Even for simple string search a regular expression can be more efficient
than a str method.
$ ./python -m timeit -s 'import re; p = re.compile("spam"); s =
"spa"*100+"m"' -- 'p.search(s)'
500000 loops, best of 5: 680 nsec per loop
$ ./python -m timeit -s 's = "spa"*100+"m"' -- 's.find("spam")'
200000 loops, best of 5: 1.09 usec per loop
I ran Serhiy's tests (3.5.2) and got different results.

    # Setup:
   __builtins__.basestring = str  #hack for re2 import in py3
    import re, re2, regex

    n = 10000
    s = "spa"*n+"m"
    p = re.compile("spam")
    pgex = regex.compile("spam")
    p2 = re2.compile("spam")

    # Tests:
    %timeit s.find("spam")
    %timeit p.search(s)
    %timeit pgex.search(s)
    %timeit p2.search(s)

n = 100
350 ns ± 17.9 ns per loop (mean ± std. dev. of 7 runs, 1000000 loops each)
554 ns ± 16.1 ns per loop (mean ± std. dev. of 7 runs, 1000000 loops each)
633 ns ± 8.05 ns per loop (mean ± std. dev. of 7 runs, 1000000 loops each)
1.62 µs ± 68.4 ns per loop (mean ± std. dev. of 7 runs, 1000000 loops each)

n = 1000
2.17 µs ± 177 ns per loop (mean ± std. dev. of 7 runs, 1000000 loops each)
3.57 µs ± 27.7 ns per loop (mean ± std. dev. of 7 runs, 100000 loops each)
3.46 µs ± 66.6 ns per loop (mean ± std. dev. of 7 runs, 100000 loops each)
7.8 µs ± 72 ns per loop (mean ± std. dev. of 7 runs, 100000 loops each)

n = 10000
17.3 µs ± 326 ns per loop (mean ± std. dev. of 7 runs, 100000 loops each)
33.5 µs ± 138 ns per loop (mean ± std. dev. of 7 runs, 10000 loops each)
31.7 µs ± 396 ns per loop (mean ± std. dev. of 7 runs, 10000 loops each)
67.5 µs ± 400 ns per loop (mean ± std. dev. of 7 runs, 10000 loops each)

Conclusions:
- `.find` is fastest. On 3.6.1 (Windows), it's about the same speed as
re: 638 ns vs 662 ns; 41.3 µs vs 43.8 µs.
- re and regex have similar performance, probably due to a similar backend.
- re2 is slowest. I suspect it's due to the wrapper. It may be copying
the strings to a format suitable for the backend.

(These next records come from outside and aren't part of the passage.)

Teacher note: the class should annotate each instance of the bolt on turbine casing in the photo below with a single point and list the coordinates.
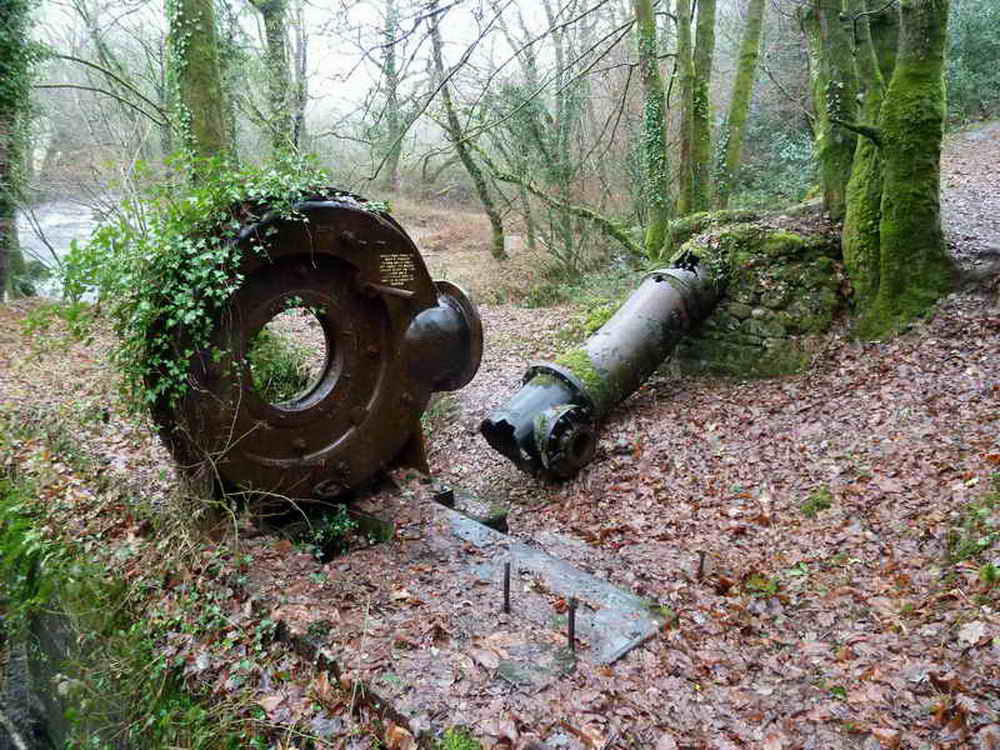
(548, 427)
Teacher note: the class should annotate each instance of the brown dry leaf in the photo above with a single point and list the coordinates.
(271, 702)
(989, 737)
(485, 657)
(398, 738)
(889, 738)
(971, 633)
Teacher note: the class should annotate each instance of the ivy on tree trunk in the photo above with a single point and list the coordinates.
(194, 49)
(279, 80)
(914, 267)
(832, 77)
(860, 238)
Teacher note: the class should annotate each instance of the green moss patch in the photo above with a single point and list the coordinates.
(779, 291)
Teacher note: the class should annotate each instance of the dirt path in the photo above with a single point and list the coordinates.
(819, 536)
(970, 200)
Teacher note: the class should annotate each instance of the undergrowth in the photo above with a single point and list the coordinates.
(279, 366)
(978, 530)
(166, 265)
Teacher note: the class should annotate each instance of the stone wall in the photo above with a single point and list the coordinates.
(780, 290)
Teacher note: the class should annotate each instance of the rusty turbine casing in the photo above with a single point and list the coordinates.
(392, 337)
(548, 426)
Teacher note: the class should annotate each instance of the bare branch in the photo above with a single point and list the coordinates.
(96, 90)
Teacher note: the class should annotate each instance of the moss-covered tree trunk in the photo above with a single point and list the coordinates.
(15, 65)
(702, 162)
(279, 124)
(654, 134)
(683, 70)
(832, 77)
(860, 239)
(735, 127)
(457, 137)
(914, 268)
(194, 51)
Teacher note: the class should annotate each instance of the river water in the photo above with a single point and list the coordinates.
(46, 231)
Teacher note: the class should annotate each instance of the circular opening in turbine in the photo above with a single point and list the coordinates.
(289, 356)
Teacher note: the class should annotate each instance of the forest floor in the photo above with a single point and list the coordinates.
(828, 541)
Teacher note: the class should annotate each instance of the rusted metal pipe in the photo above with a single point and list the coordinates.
(548, 427)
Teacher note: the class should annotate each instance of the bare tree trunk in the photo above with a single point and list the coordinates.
(701, 113)
(683, 67)
(14, 89)
(300, 87)
(654, 134)
(735, 128)
(393, 118)
(455, 135)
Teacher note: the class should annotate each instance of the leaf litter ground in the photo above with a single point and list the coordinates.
(802, 529)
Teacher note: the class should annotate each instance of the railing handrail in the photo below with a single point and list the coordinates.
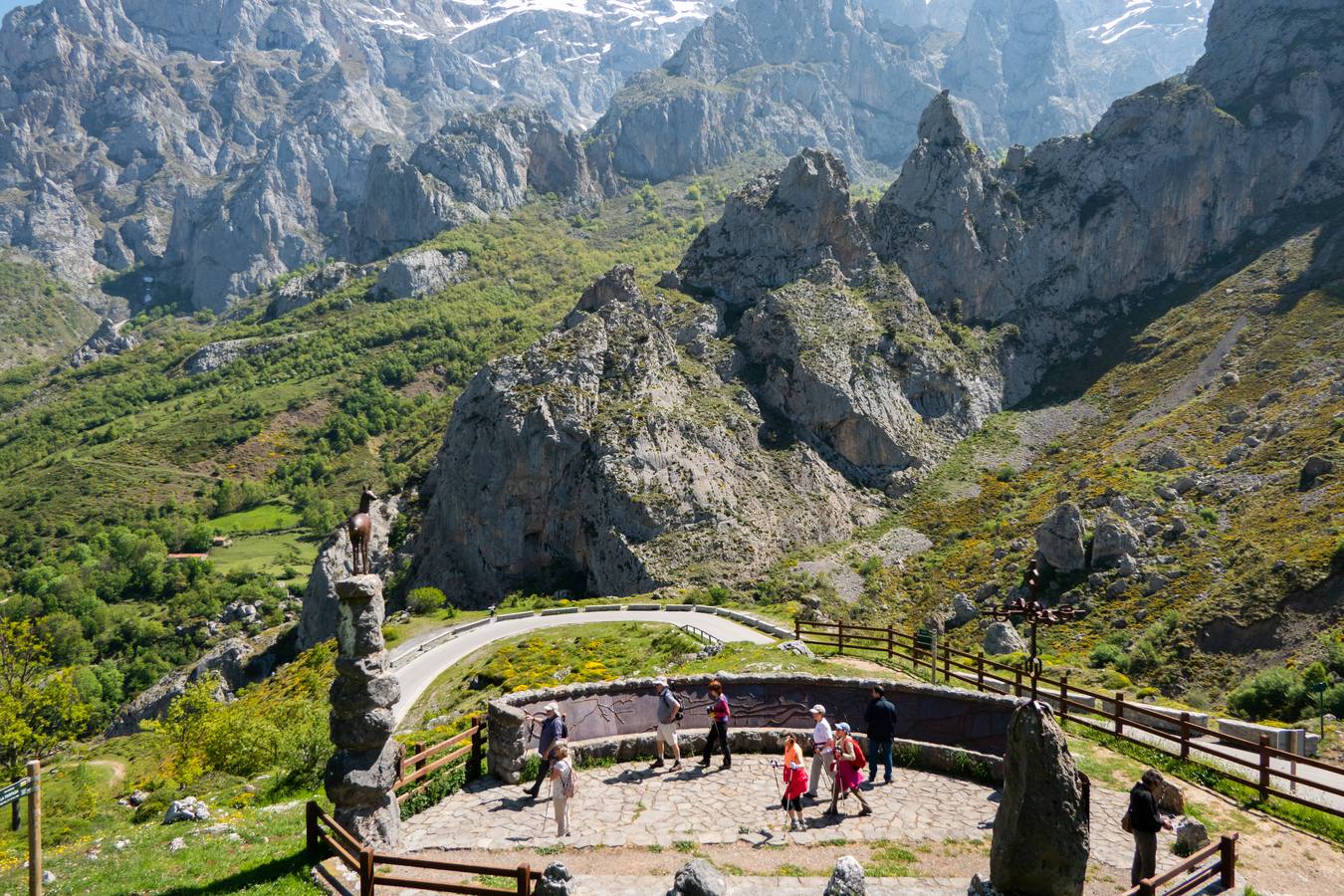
(1224, 868)
(364, 861)
(1120, 714)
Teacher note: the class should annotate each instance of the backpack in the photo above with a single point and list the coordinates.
(568, 784)
(859, 760)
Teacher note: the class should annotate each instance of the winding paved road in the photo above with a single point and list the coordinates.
(415, 675)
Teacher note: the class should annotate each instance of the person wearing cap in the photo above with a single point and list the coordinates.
(553, 730)
(822, 751)
(669, 711)
(848, 772)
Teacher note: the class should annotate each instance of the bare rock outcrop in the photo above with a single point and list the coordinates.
(108, 340)
(1059, 538)
(318, 619)
(361, 773)
(776, 230)
(419, 273)
(1041, 831)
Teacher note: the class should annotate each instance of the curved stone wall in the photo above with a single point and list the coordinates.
(603, 714)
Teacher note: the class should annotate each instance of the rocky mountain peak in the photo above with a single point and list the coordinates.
(777, 229)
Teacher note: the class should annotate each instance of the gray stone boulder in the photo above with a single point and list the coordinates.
(963, 611)
(557, 880)
(1060, 538)
(1113, 539)
(107, 341)
(187, 808)
(699, 877)
(1001, 638)
(1314, 468)
(1190, 835)
(419, 273)
(847, 879)
(1040, 840)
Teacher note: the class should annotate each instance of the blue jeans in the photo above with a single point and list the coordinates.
(879, 749)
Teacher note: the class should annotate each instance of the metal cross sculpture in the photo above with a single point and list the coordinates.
(1032, 612)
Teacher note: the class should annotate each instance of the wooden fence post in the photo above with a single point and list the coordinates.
(311, 829)
(35, 827)
(1263, 784)
(1228, 861)
(473, 770)
(365, 872)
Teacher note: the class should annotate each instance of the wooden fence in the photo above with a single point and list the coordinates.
(376, 868)
(1193, 873)
(1110, 714)
(419, 766)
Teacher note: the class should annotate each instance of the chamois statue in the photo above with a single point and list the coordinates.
(360, 528)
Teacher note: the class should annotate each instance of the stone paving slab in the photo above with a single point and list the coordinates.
(649, 885)
(630, 804)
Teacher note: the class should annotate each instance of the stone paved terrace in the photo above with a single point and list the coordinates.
(629, 804)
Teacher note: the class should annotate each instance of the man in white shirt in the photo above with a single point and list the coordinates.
(822, 750)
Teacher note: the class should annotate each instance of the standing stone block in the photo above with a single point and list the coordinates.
(363, 772)
(1040, 838)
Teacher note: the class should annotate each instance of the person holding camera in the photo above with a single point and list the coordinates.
(669, 714)
(553, 730)
(719, 714)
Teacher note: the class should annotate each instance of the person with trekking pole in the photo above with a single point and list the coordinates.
(794, 782)
(563, 786)
(719, 714)
(669, 714)
(849, 762)
(822, 751)
(553, 730)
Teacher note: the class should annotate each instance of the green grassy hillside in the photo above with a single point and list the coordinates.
(39, 319)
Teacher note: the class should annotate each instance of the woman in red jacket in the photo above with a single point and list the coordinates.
(794, 782)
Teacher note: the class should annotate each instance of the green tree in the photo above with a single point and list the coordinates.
(39, 706)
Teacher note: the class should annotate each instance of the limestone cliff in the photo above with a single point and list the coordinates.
(656, 437)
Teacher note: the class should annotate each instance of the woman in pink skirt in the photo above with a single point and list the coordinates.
(849, 762)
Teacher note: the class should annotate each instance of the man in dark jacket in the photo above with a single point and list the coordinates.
(553, 730)
(880, 720)
(1144, 823)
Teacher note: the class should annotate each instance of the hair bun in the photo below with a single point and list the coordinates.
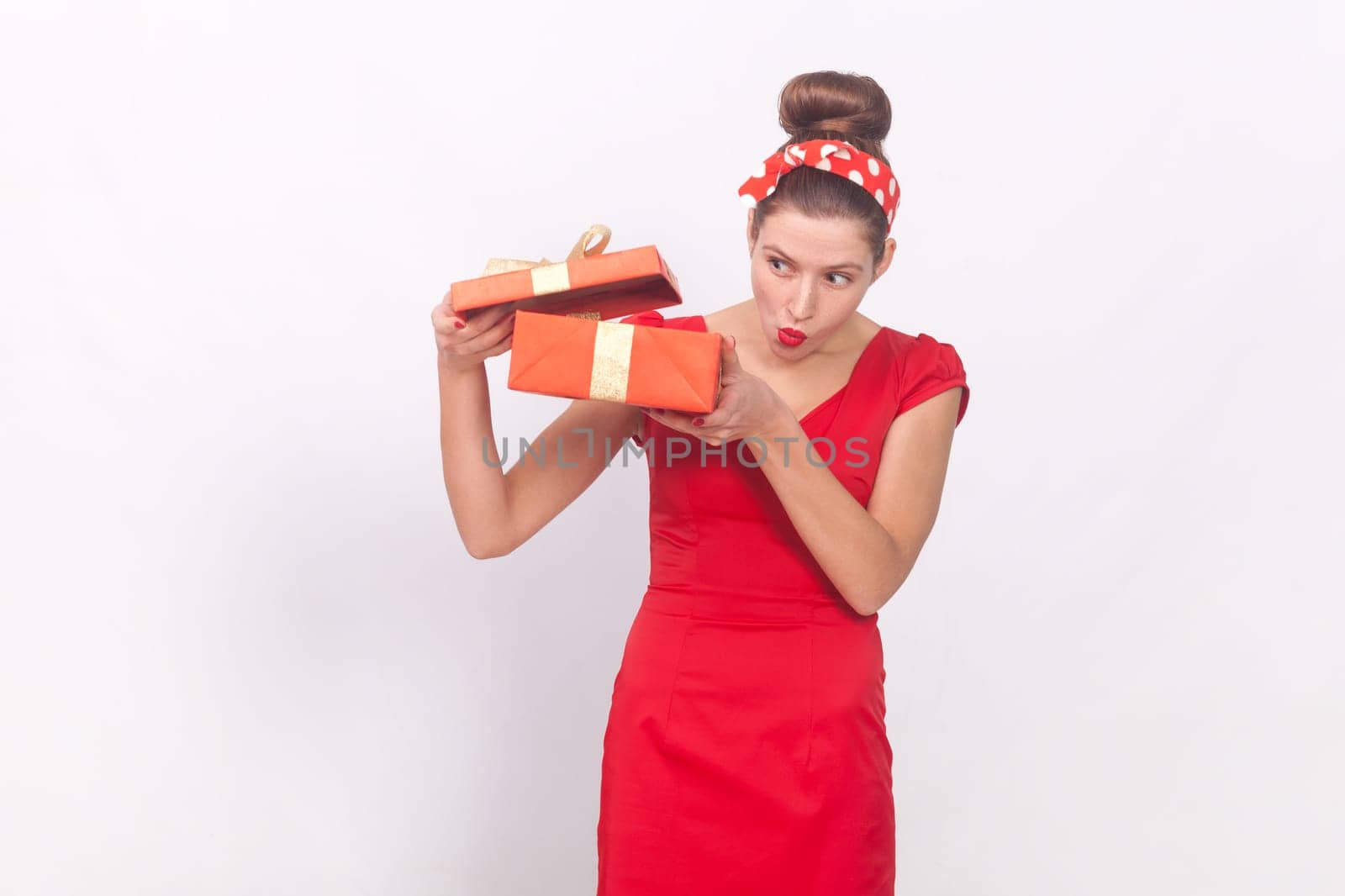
(834, 104)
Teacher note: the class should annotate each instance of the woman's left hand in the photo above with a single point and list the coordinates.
(748, 405)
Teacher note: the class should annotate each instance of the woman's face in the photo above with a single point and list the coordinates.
(809, 275)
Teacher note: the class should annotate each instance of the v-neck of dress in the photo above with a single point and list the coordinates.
(840, 392)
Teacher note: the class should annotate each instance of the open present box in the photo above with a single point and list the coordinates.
(565, 343)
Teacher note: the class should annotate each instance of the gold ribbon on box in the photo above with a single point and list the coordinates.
(612, 343)
(553, 276)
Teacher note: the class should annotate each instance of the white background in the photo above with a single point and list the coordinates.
(241, 646)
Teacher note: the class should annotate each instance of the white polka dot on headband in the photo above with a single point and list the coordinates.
(837, 156)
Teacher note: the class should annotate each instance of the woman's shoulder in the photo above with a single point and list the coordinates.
(921, 367)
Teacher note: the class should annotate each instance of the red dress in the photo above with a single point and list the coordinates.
(746, 750)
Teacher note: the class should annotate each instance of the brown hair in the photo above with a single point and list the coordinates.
(831, 105)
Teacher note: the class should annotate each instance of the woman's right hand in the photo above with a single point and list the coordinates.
(464, 343)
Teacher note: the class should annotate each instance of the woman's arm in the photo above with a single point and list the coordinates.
(868, 553)
(498, 512)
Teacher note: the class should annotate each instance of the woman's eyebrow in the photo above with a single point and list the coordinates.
(777, 250)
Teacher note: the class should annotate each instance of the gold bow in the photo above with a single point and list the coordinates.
(553, 276)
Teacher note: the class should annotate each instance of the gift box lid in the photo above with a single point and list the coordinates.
(588, 282)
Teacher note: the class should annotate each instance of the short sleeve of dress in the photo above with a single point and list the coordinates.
(646, 319)
(928, 367)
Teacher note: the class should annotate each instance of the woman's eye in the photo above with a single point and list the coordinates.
(845, 282)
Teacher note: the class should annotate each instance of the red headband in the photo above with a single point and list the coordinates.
(837, 156)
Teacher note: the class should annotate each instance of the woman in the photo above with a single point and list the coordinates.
(746, 750)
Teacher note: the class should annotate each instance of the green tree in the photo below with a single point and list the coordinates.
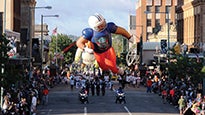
(184, 67)
(4, 58)
(62, 41)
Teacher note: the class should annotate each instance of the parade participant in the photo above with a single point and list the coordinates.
(99, 34)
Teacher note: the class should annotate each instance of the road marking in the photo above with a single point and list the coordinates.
(49, 111)
(127, 110)
(85, 110)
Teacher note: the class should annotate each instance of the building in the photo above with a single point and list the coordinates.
(152, 15)
(191, 23)
(11, 23)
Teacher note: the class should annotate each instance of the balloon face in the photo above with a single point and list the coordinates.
(88, 58)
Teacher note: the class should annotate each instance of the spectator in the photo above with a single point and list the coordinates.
(33, 104)
(45, 95)
(182, 105)
(72, 82)
(149, 85)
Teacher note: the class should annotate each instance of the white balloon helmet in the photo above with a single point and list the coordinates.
(95, 20)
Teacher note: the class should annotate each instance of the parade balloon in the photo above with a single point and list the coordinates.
(88, 58)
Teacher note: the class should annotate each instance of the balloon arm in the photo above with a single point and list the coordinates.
(68, 47)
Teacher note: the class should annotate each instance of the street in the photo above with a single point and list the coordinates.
(63, 101)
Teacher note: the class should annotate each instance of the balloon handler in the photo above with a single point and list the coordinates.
(100, 40)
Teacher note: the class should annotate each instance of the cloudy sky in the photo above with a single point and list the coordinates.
(73, 14)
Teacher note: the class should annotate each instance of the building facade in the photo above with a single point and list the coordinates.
(191, 23)
(151, 15)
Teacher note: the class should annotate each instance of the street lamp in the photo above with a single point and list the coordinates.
(42, 49)
(168, 29)
(30, 36)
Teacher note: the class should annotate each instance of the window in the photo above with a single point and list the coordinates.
(157, 22)
(157, 3)
(149, 22)
(149, 8)
(168, 2)
(168, 8)
(157, 9)
(149, 2)
(167, 20)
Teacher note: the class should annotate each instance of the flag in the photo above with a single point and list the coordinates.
(55, 31)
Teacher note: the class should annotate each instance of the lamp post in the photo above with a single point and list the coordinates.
(141, 42)
(30, 36)
(168, 29)
(42, 49)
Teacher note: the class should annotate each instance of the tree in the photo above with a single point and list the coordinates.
(184, 66)
(4, 58)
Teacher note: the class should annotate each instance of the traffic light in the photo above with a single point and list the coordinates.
(163, 46)
(36, 50)
(123, 57)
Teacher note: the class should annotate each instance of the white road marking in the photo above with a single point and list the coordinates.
(127, 110)
(85, 110)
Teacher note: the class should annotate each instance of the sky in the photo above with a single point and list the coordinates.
(74, 14)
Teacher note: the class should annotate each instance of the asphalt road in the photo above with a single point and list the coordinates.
(63, 101)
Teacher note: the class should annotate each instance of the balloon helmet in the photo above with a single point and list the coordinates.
(97, 22)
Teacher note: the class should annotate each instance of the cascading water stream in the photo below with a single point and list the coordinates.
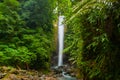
(60, 68)
(60, 40)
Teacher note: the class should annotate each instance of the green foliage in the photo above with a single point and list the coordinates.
(36, 13)
(93, 37)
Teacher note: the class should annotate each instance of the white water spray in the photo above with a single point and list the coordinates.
(60, 40)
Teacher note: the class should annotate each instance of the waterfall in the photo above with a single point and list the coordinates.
(60, 40)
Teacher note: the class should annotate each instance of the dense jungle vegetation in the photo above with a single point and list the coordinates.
(92, 36)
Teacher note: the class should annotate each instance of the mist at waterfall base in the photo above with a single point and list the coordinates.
(60, 66)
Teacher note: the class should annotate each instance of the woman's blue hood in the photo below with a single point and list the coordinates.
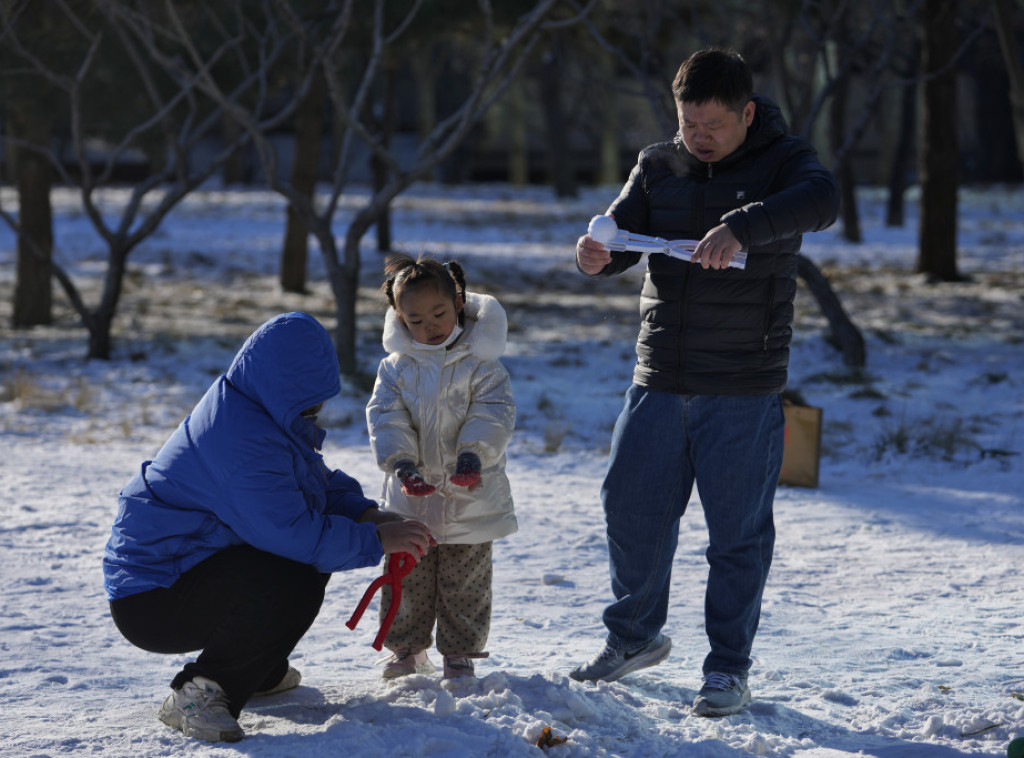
(287, 366)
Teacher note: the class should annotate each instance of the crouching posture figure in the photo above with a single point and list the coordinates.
(224, 542)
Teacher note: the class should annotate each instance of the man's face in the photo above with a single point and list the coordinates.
(712, 131)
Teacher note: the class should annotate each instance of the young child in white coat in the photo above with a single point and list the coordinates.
(440, 418)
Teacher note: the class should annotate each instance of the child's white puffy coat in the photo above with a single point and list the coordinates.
(429, 405)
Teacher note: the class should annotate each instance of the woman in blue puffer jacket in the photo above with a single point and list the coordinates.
(223, 543)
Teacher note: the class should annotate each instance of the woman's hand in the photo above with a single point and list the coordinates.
(404, 537)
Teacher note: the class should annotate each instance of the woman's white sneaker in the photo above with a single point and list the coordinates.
(200, 710)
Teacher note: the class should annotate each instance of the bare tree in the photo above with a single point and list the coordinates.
(501, 50)
(939, 146)
(167, 121)
(1005, 25)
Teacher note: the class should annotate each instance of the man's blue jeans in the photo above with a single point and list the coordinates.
(732, 447)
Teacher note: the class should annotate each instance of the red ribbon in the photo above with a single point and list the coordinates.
(398, 566)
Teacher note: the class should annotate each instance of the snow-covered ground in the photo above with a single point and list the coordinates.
(893, 621)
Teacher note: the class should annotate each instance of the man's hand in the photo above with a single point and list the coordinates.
(404, 537)
(717, 249)
(591, 255)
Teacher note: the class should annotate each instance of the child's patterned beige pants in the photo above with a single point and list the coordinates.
(451, 585)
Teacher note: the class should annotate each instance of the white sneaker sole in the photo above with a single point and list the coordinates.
(704, 707)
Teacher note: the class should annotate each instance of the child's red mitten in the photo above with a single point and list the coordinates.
(467, 470)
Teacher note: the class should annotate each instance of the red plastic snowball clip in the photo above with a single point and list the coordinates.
(398, 566)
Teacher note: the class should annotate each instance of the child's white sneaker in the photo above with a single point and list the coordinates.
(200, 710)
(722, 695)
(458, 666)
(404, 663)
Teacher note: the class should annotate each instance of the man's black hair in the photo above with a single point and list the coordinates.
(714, 74)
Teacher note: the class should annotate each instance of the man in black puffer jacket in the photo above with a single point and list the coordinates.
(712, 360)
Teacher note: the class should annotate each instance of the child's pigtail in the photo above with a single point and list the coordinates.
(394, 267)
(457, 272)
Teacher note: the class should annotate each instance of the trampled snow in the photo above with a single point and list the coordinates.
(893, 621)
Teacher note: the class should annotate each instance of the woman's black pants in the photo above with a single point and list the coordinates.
(246, 609)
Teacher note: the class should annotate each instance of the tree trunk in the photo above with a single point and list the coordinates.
(385, 125)
(901, 155)
(233, 171)
(518, 145)
(939, 175)
(1012, 57)
(33, 288)
(308, 133)
(559, 145)
(844, 331)
(843, 168)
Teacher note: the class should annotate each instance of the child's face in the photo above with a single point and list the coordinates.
(429, 314)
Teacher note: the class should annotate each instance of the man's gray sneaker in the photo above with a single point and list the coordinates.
(611, 664)
(722, 695)
(200, 710)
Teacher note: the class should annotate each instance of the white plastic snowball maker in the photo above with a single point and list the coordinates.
(605, 230)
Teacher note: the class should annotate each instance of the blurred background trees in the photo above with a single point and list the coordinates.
(311, 96)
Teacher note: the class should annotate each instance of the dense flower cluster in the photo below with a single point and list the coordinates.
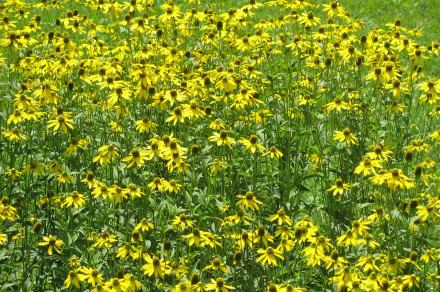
(188, 146)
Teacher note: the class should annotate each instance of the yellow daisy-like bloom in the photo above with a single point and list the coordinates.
(339, 187)
(183, 287)
(176, 116)
(14, 135)
(3, 238)
(53, 243)
(61, 122)
(273, 152)
(91, 276)
(13, 173)
(65, 177)
(196, 237)
(281, 217)
(269, 256)
(251, 144)
(346, 136)
(144, 225)
(181, 221)
(218, 285)
(222, 138)
(249, 201)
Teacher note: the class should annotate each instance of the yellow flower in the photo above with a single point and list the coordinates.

P.S.: I also tested `"spam" in s`, which was linearly slower than
`.find`. However, `in` is consistently faster than `.find` in my 3.6,
so the discrepancy has likely been fixed.

More curious is that, on `.find`, my MSVC-compiled 3.6.1 and 3.5.2 are
twice as slow as my 3.5.2 for Ubuntu For Windows, but the re
performance is similar. It's probably a compiler thing.